July's TBR Challenge Theme was RITA books. Just last Saturday I was privileged to be in the audience for the RITA awards, on the closing night of the RWA conference in New York City. Sonali Dev was there looking gorgeous in gold sari but sadly she didn't win for best first book, although her book was the only one in the category that I read.
The Bollywood Affair had been sitting in my TBR since it came out last fall. It had received enthusiastic recommendations from both Jane and Sarah on the DBSA podcast (a very rare thing) and it gorgeous cover was all over my newsfeed at the time. But the hype and fear of unrealistic expectations kept dropping it further down my TBR pile. I was scared to read it and not like it, or of not loving it enthusiastically enough.
I am glad that I waited to read it, so I could judge for itself not the hype.
It was a fun book, very pleasant with a surprising amount of emotional depth. The story opens with a mass wedding ceremony in a small village in India. Mili at four years old is crying desperately through the ceremony as her 12-year old groom wanders away bored. Twenty years later Mili still considers herself married, even though she doesn't remember the ceremony and has not seen her groom since then. She has been able to use the privileges of being a considered a married woman to secure for herself an education and a future outside her family's old-fashioned village but still waits impatiently for her groom's return.
Virat Rathod has no intention of ever returning for Mili. Virat believed the wedding annulled till threatening letters from lawyers claiming to represent Mili start arriving. He fears for the validity of his second marriage and for the security of his pregnant wife Rima's future. Virat asks his younger brother Samir to track down Mili and make her understand that they have no marriage.
Sam Rathod, a famous Bollywood writer and director embroiled in tabloid scandal and experiencing serious writer's block, jumps at the chance to leave his own troubles behind and be of use to the older brother he adores. He tracks Mili down to Michigan where she is studying, and soon becomes over-involved in her life, while hiding his true identity and his reason for looking her up.

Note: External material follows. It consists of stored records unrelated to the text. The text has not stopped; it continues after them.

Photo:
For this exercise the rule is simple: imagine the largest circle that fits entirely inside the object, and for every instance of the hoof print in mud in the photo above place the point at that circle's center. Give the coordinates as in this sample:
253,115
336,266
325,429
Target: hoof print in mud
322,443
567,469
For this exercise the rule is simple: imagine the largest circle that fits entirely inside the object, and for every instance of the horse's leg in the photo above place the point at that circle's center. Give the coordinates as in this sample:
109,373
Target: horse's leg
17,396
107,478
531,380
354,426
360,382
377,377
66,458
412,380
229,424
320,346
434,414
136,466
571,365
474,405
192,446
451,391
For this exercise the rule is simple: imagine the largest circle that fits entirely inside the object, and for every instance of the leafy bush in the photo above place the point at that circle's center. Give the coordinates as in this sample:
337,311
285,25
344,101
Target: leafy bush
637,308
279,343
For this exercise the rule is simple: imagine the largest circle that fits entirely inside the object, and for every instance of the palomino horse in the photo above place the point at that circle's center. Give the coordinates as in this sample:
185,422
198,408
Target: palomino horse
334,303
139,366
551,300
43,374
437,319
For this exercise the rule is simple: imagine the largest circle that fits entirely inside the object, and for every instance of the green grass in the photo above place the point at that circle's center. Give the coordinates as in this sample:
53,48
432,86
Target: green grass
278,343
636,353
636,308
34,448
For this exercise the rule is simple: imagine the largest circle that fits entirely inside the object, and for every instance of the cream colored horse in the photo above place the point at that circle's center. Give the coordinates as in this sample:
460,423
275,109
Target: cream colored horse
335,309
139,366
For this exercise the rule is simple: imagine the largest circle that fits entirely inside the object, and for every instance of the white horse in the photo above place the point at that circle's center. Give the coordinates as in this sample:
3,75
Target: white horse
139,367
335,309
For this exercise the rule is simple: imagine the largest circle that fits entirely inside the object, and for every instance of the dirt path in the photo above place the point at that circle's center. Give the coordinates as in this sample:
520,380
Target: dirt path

There were several things about Mili that didn't work for me (she is romance-novel clumsy, unaware of her own beauty, etc) but at her core she is a young woman who turned an awful situation (child marriage and abandonment) into opportunities. Her resiliency, loyalty and faithfulness were truly something to admire. Her internal conflict over her feeling for Sam and her conviction about the trueness of her first marriage was fantastic. She misjudges her feelings for Sam and the safety of her own heart.
Sam also had many romance hero elements that didn't work for me but I was fascinated by Sam, and Lata Rathod's backstory and relationship. I could have read a whole book about Lata, Sam's mother, who seemed like a truly remarkable, generous and courageous woman who faced much sadder and uglier choices than Mili ever did as a result of her own childhood marriage.
The depth of betrayal Mili feels at Sam's hand was breathtaking and even though the resolution was mad-cap in tone, it felt genuine to who Mili and Sam were and I cried happy tears for both of them.
I am looking forward to reading Sonali Dev's next book, The Bollywood Bride.